Peter Bach and Robert Kocher offer an intriguing but wrong-headed approach to expanding the roster of primary care doctors in America. In a New York Times op-ed entitled, "Why medical school should be free," the authors note:
Fixing our health care system will be impossible without a larger pool of competent primary care doctors. . . . [T]he American Academy of Family Physicians has estimated a shortfall of 40,000 primary care doctors by 2020.
Making medical school free would relieve doctors of the burden of student debt and gradually shift the work force away from specialties and toward primary care.
We estimate that we can make medical school free for roughly $2.5 billion per year — about one-thousandth of what we spend on health care in the United States each year. What’s more, we can offset most if not all of the cost of medical school without the government’s help by charging doctors for specialty training.
[U]nder our plan, medical school tuition, which averages $38,000 per year, would be waived. Doctors choosing training in primary care, whether they plan to go on later to specialize or not, would continue to receive the stipends they receive today. But those who want to get specialty training would have to forgo much or all of their stipends, $50,000 on average.
This is such a convoluted plan that it is unlikely to get much traction, but its proposal is indicative of a more fundamental problem, a huge gap in what primary care doctors and other cognitive specialists get paid under Medicare (and therefore by private insurers) compared to what procedural specialists get paid:
Our plan would not directly address the chronic wage gap between primary care providers and specialists. But efforts to equalize incomes have been stymied for decades by specialists, who have kept payment rates for procedures higher than those for primary care services.
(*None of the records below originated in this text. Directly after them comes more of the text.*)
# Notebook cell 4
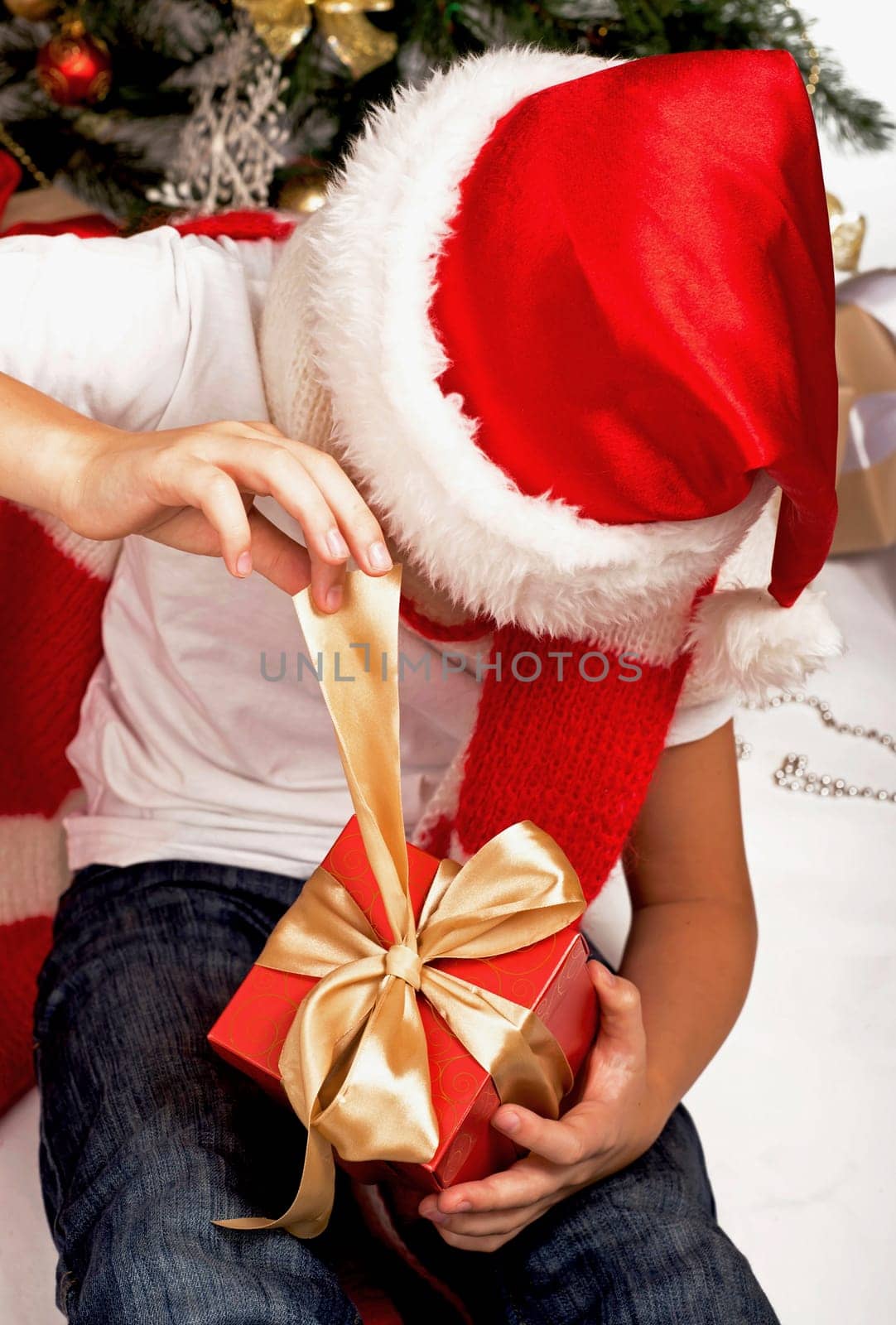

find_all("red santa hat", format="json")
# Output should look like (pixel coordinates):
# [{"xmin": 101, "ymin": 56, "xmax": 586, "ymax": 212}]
[
  {"xmin": 263, "ymin": 49, "xmax": 838, "ymax": 693},
  {"xmin": 261, "ymin": 49, "xmax": 839, "ymax": 894}
]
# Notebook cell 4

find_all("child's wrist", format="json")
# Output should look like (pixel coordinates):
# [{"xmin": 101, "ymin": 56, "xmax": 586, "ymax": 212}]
[{"xmin": 52, "ymin": 420, "xmax": 126, "ymax": 537}]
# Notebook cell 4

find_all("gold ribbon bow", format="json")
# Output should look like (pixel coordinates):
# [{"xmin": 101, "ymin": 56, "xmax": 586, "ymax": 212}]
[{"xmin": 217, "ymin": 566, "xmax": 585, "ymax": 1237}]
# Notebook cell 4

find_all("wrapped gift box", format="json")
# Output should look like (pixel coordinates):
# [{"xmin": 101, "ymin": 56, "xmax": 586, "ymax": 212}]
[{"xmin": 208, "ymin": 817, "xmax": 598, "ymax": 1191}]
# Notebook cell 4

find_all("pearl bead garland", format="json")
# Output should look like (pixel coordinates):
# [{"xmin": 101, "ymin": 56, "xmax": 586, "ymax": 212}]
[{"xmin": 735, "ymin": 691, "xmax": 896, "ymax": 806}]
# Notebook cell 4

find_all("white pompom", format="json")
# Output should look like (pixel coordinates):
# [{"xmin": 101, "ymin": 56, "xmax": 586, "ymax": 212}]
[{"xmin": 688, "ymin": 588, "xmax": 843, "ymax": 700}]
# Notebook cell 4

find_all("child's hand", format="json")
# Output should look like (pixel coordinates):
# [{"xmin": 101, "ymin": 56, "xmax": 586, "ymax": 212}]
[
  {"xmin": 420, "ymin": 962, "xmax": 671, "ymax": 1250},
  {"xmin": 58, "ymin": 422, "xmax": 393, "ymax": 611}
]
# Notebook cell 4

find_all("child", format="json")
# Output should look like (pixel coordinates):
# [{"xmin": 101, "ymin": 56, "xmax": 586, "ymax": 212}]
[{"xmin": 0, "ymin": 51, "xmax": 838, "ymax": 1325}]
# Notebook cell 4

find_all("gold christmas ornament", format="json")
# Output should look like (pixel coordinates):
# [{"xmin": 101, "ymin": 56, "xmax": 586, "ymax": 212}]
[
  {"xmin": 5, "ymin": 0, "xmax": 60, "ymax": 22},
  {"xmin": 234, "ymin": 0, "xmax": 397, "ymax": 78},
  {"xmin": 277, "ymin": 170, "xmax": 327, "ymax": 216},
  {"xmin": 825, "ymin": 194, "xmax": 865, "ymax": 272}
]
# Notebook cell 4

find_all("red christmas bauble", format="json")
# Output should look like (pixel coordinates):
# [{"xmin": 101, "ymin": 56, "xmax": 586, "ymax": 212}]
[{"xmin": 37, "ymin": 18, "xmax": 111, "ymax": 106}]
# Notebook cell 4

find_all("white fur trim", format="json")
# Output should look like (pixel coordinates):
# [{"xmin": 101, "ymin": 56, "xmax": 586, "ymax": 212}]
[
  {"xmin": 263, "ymin": 48, "xmax": 770, "ymax": 638},
  {"xmin": 688, "ymin": 588, "xmax": 843, "ymax": 700}
]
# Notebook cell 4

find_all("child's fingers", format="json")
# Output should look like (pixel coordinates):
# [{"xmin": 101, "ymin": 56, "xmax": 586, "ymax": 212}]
[
  {"xmin": 173, "ymin": 434, "xmax": 349, "ymax": 612},
  {"xmin": 239, "ymin": 422, "xmax": 393, "ymax": 575},
  {"xmin": 420, "ymin": 1158, "xmax": 561, "ymax": 1215},
  {"xmin": 492, "ymin": 1100, "xmax": 605, "ymax": 1168},
  {"xmin": 587, "ymin": 962, "xmax": 645, "ymax": 1055},
  {"xmin": 291, "ymin": 446, "xmax": 393, "ymax": 575},
  {"xmin": 152, "ymin": 455, "xmax": 252, "ymax": 576},
  {"xmin": 249, "ymin": 510, "xmax": 311, "ymax": 596}
]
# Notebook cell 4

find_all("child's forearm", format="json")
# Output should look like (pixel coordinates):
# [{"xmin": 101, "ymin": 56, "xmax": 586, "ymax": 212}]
[
  {"xmin": 0, "ymin": 373, "xmax": 107, "ymax": 515},
  {"xmin": 620, "ymin": 899, "xmax": 757, "ymax": 1117}
]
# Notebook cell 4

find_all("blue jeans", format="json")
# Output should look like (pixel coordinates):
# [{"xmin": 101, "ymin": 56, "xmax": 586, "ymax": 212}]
[{"xmin": 36, "ymin": 860, "xmax": 775, "ymax": 1325}]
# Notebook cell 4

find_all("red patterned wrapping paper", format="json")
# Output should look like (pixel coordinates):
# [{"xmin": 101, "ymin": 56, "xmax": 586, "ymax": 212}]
[{"xmin": 208, "ymin": 817, "xmax": 598, "ymax": 1191}]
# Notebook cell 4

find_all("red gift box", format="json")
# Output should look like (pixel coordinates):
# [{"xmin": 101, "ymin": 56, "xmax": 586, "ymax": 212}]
[{"xmin": 208, "ymin": 817, "xmax": 598, "ymax": 1191}]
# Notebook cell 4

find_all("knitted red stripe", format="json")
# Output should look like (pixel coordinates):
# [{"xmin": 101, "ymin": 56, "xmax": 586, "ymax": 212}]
[
  {"xmin": 0, "ymin": 916, "xmax": 53, "ymax": 1113},
  {"xmin": 0, "ymin": 502, "xmax": 108, "ymax": 817},
  {"xmin": 453, "ymin": 627, "xmax": 689, "ymax": 901}
]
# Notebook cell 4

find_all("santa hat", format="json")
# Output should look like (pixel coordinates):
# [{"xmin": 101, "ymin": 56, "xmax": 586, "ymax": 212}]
[{"xmin": 261, "ymin": 49, "xmax": 839, "ymax": 892}]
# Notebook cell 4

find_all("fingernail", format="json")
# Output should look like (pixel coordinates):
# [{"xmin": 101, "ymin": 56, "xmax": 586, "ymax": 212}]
[
  {"xmin": 367, "ymin": 543, "xmax": 393, "ymax": 571},
  {"xmin": 326, "ymin": 528, "xmax": 349, "ymax": 556}
]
I have discussed this problem here, and it has been documented by others. The rate-setting process used by CMS is deeply flawed. By inaction and secrecy, the agency has chosen to let specialists have the influence cited above. It is indicative of this deeply ingrained pattern at CMS that these two respected folks, high-level participants in the Washington arena,* were unable to use their positions in federal administrations to get the job done in a much simpler fashion.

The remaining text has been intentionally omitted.